Plenty of time in the dog park is a must anyway, but maybe you can start jogging too. A Husky can be a phenomenal jogging buddy!
4. Get Your Husky a Job
Huskies are work dogs, at the end of the day. They’ve been bred to work and pull sleds specifically for thousands of years.
This means not only that they have plenty of energy, but also that they want to perform tasks for you.
So an easy way to keep a Husky occupied is to give it stuff to do. For example, if you have to do laundry, instead of carrying the laundry basket yourself, you can train your Husky to do it.
Then, instead of carrying the washed clothes to the dryer, you can place the clean clothes washbasin on a little doggy wagon or a wheeled box and let your Husky get them to where they need to go.
Such small but simple tasks will not only keep your dog busy, they will also keep it engaged, entertained, and distracted enough to minimize howling.
A great toy for Huskies is a wheeled wagon that they can put toys in and drag around.
5. Maintain a Strict and Full Daily Schedule
An easy trick to minimize howling is to reduce your dog’s “downtime”.
If your Husky has a full daily schedule that’s consistent every day and that keeps the dog busy, the risk of boredom goes away.
A Husky who wakes up from an afternoon nap and knows that it will get to first play ball with your kid, then go for a walk, followed up by a training session and treats, then a jog back home, mealtime, a grooming session, then rest by the TV, some more ball time, and so on – that Husky will rarely feel the urge to howl.
However, if there’s a lot of downtime, if the schedule isn’t fixed and is different every time, if the Husky is left to entertain itself – then you can expect to hear it voice its concerns much more often.
6. Work to Understand Your Husky’s Howls
An important part of the process is learning when and what your dog is howling at. This will tell you not only how to address it but whether you even should.
The easiest example is if your Husky is howling because it’s unwell – if you don’t figure it out, not only will your dog keep howling, but its physical problem will likely keep progressing as well.
7. Minimize External Stimuli if Possible
A simple way to minimize the amount of howling you’ll listen to is to remove some of its causes. For example, if your doorbell or ringtone is too high-pitched, then you should change those.
Even if it’s a neighbor’s doorbell, you can also ask them to change them and cover the costs.
Unfortunately, some other stimuli can’t be dealt with as easily.
If the garbage truck or schoolbus’ horns get your dog to howl, you can’t really get those out of the environment.
Can You Teach a Husky to Never Ever Howl Again?
Teaching a Husky to stop howling at all can be challenging.
While the above methods can reduce the unwanted types of howling from your dog’s repertoire, they won’t stop your Husky from ever howling at all.
This is just a very typical behavior for the breed.
Huskies who have been beaten and tormented for howling will often stop doing so out of fear – that’s technically an “effective” method to stop howling.
However, it’s obviously very much frowned upon.

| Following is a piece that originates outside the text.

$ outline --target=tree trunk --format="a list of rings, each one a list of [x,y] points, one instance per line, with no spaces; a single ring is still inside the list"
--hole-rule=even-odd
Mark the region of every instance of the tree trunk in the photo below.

Physical violence against a dog is not just immoral, it’s also illegal in many states and countries.
Even the practice of negative reinforcement training is widely frowned upon these days.
All in all, trying to stop a Husky from howling altogether is an attempt to force it to go against its nature.

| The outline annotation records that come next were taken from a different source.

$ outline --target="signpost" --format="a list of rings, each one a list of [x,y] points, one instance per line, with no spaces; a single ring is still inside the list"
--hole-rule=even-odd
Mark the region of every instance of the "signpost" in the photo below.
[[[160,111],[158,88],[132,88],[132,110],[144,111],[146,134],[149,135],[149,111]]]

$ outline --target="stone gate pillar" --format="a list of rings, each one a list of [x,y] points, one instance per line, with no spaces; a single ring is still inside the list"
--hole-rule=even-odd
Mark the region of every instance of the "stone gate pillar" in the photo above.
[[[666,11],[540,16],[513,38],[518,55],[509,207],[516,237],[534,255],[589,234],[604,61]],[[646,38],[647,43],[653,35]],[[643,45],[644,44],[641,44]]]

It’s perfectly fine if you want to train your dog to stop howling at command or not to howl in certain situations.
But if a husky wants to let out a howl out of happiness from time to time, just let it.
So, why do Huskies howl? Simply put, they are descendants of wolves and that’s just how they communicate.
This is something you should fully expect before you even get a Husky, just as you’d expect a Chihuahua to shiver below 70F degrees, or a Bulldog that drools constantly.
Huskies just like to talk.
While it’d be wise to train and teach your Husky when howling is acceptable and when it isn’t, you can’t really expect your husky not to howl.
Instead, you might as well embrace your dog’s wolf-like side. As most Husky owners will tell you, that’s one of the signature charms of the breed!